Proponents emphasize that PADFAA establishes a clear, national standard for protecting sensitive data from being transferred to countries that pose security risks, closing loopholes in existing privacy laws, and replacing a patchwork of state and sectoral regulations. By defining personally identifiable sensitive data broadly, the law aims to prevent data brokers from exploiting technicalities or narrow definitions to continue risky data transfers.
Supporters also argue that the law’s focus on national security is justified, given the documented efforts by foreign intelligence agencies to obtain data on U.S. citizens, government employees, and military personnel.
How could it impact data sharing through email
- PADFAA prohibits data brokers from sharing sensitive personal data, including health information and private communications like emails, with foreign adversaries or entities controlled by them.
- Healthcare providers using email services must ensure that these services do not transfer patient data to foreign adversaries, directly or indirectly.
- If an email provider acts as a service provider (storing or transmitting data on behalf of a healthcare provider), PADFAA generally excludes them from being classified as data brokers, but only if they do not share data with foreign adversaries.
- Healthcare organizations must carefully vet their HIPAA compliant email vendors to ensure contractual protections prevent unauthorized foreign access to sensitive health data shared via email.
- The law requires healthcare providers to implement strict controls and monitoring to prevent foreign adversaries from accessing sensitive data in emails, including encryption and access restrictions.
FAQs
Can HIPAA covered entities share PHI across international borders?
Yes, HIPAA does not explicitly prohibit cross-border sharing of PHI, but entities must ensure that any international transfer complies with HIPAA’s Privacy and Security Rules.
What additional restrictions apply to cross-border sharing of health data under new U.S. national security rules?
As of 2025, the U.S. Department of Justice (DOJ) and Cybersecurity and Infrastructure Security Agency (CISA) have introduced rules restricting the transfer of bulk sensitive personal data.
Does de-identified or anonymized health data fall under these new restrictions?
Yes.

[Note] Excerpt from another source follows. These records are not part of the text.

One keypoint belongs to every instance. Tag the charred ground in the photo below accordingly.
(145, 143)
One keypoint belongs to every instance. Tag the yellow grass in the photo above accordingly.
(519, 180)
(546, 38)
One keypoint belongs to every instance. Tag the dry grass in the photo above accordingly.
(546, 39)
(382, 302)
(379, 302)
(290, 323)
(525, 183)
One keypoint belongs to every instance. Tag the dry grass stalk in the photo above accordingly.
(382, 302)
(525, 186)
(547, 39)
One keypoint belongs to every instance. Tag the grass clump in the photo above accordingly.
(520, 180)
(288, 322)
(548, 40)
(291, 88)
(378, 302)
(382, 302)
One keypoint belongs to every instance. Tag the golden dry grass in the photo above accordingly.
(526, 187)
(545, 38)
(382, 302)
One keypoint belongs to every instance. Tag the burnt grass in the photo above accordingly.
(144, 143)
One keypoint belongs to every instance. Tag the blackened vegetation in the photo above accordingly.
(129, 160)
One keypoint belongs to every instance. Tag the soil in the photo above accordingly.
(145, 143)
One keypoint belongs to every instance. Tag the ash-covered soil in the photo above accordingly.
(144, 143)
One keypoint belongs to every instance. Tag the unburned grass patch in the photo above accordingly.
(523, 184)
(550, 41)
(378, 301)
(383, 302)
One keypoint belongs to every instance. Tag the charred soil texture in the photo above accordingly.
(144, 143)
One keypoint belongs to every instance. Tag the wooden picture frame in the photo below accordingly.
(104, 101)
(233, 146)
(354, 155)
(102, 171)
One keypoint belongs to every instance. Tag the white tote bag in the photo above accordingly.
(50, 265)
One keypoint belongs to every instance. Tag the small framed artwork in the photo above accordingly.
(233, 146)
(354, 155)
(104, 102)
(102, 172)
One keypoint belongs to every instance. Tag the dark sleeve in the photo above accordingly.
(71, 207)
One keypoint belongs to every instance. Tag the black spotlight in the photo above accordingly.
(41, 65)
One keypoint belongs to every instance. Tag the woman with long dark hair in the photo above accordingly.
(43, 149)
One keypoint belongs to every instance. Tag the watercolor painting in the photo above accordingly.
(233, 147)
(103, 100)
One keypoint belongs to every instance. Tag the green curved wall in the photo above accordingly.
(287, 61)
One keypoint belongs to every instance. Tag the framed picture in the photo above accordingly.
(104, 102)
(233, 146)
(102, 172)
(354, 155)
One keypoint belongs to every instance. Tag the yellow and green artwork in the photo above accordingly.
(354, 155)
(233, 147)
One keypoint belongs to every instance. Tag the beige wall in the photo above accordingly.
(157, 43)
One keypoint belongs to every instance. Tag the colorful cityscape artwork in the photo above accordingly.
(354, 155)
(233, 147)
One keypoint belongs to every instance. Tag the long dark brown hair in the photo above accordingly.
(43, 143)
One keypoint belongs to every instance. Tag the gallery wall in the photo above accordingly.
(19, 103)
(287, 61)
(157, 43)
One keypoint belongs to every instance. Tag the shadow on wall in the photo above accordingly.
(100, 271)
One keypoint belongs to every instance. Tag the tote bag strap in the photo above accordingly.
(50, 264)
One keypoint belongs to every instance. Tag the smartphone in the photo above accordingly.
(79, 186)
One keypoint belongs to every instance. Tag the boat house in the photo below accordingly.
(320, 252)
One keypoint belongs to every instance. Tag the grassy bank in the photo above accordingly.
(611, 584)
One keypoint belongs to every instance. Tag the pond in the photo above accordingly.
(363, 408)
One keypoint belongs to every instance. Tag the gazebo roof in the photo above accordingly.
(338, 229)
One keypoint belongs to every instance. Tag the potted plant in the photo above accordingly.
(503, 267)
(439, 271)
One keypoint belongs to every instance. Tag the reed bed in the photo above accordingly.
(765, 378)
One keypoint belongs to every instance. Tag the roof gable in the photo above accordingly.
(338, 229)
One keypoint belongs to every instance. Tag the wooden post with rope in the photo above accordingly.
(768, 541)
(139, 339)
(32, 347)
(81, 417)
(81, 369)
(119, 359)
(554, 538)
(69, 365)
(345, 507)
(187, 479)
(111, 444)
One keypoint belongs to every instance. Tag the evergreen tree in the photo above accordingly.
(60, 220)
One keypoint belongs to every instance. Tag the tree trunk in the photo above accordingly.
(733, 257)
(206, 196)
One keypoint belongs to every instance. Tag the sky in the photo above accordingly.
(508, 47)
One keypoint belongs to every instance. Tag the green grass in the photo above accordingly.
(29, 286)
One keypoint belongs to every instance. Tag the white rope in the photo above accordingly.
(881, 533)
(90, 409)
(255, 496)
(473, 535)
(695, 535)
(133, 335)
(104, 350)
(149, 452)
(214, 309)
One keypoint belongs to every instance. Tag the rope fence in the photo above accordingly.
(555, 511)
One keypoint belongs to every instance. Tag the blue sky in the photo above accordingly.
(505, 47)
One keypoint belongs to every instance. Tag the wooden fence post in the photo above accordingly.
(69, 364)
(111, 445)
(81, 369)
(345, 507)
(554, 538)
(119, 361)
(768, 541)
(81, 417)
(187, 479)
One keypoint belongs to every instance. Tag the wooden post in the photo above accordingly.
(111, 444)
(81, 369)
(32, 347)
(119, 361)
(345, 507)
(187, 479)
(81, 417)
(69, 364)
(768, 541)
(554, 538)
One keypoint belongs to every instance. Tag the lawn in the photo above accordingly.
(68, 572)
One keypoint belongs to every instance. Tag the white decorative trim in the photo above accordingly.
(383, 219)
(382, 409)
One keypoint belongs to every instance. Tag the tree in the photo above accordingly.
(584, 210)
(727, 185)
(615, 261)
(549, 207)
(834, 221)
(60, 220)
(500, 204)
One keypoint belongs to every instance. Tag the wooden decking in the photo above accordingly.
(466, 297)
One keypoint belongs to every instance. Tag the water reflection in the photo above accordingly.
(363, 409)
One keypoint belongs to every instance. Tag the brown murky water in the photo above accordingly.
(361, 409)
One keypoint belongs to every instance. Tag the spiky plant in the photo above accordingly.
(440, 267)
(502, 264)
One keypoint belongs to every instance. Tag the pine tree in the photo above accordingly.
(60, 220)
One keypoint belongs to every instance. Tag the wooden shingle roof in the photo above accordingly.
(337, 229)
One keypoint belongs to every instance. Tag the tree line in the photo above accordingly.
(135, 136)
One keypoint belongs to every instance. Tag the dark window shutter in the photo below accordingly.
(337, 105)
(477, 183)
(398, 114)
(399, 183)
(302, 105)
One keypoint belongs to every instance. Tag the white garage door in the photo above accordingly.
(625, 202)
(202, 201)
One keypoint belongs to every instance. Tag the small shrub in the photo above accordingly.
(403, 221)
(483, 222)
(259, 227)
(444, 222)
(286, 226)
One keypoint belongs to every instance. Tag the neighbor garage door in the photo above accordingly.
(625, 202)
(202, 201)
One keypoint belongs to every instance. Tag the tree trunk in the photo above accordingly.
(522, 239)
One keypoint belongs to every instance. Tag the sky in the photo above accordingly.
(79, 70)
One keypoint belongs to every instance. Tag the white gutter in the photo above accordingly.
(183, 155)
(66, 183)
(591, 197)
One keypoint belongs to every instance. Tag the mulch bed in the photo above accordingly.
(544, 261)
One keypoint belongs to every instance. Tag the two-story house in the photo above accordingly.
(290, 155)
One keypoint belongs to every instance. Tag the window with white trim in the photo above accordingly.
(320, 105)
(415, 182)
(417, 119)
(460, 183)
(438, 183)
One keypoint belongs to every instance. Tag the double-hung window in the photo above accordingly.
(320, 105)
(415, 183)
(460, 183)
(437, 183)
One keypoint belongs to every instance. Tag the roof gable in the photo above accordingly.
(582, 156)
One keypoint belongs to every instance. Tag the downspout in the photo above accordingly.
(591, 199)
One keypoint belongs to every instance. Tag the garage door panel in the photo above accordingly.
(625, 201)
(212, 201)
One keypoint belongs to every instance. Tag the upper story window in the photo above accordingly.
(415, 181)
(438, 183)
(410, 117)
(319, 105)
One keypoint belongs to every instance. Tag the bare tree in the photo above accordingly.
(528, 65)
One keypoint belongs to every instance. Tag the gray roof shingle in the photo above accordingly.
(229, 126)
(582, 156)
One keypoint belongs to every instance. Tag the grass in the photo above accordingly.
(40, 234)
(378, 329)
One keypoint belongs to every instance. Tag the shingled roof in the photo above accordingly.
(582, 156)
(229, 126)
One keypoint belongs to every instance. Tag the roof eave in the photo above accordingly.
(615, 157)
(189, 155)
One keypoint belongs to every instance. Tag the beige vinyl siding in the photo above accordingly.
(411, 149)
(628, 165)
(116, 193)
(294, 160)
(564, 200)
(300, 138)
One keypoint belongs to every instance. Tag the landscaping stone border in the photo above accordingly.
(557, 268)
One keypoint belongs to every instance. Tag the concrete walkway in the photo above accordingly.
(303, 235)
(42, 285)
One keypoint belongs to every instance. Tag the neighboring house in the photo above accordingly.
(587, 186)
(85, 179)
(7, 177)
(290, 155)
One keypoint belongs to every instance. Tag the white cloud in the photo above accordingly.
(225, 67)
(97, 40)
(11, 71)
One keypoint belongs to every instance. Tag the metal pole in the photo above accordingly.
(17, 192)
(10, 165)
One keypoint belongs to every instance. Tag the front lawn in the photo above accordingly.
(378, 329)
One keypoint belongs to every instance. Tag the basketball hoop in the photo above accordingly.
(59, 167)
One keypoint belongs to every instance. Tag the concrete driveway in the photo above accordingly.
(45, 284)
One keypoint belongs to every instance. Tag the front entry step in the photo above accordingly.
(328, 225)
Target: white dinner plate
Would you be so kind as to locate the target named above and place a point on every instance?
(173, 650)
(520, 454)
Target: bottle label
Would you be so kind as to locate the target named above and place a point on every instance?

Unlike HIPAA, which generally allows sharing of properly de-identified data without restriction, the new national security regulations extend restrictions to aggregated, de-identified, or pseudonymized health data if transferred to foreign adversaries or their controlled entities.
What are the penalties for non-compliance with these cross-border data sharing restrictions?
Violations under the International Emergency Economic Powers Act (IEEPA) and related Data Security Program can result in severe civil penalties up to $368,136 per violation or twice the value of the transaction, and criminal penalties including imprisonment for up to 20 years and fines up to $1 million for willful breaches.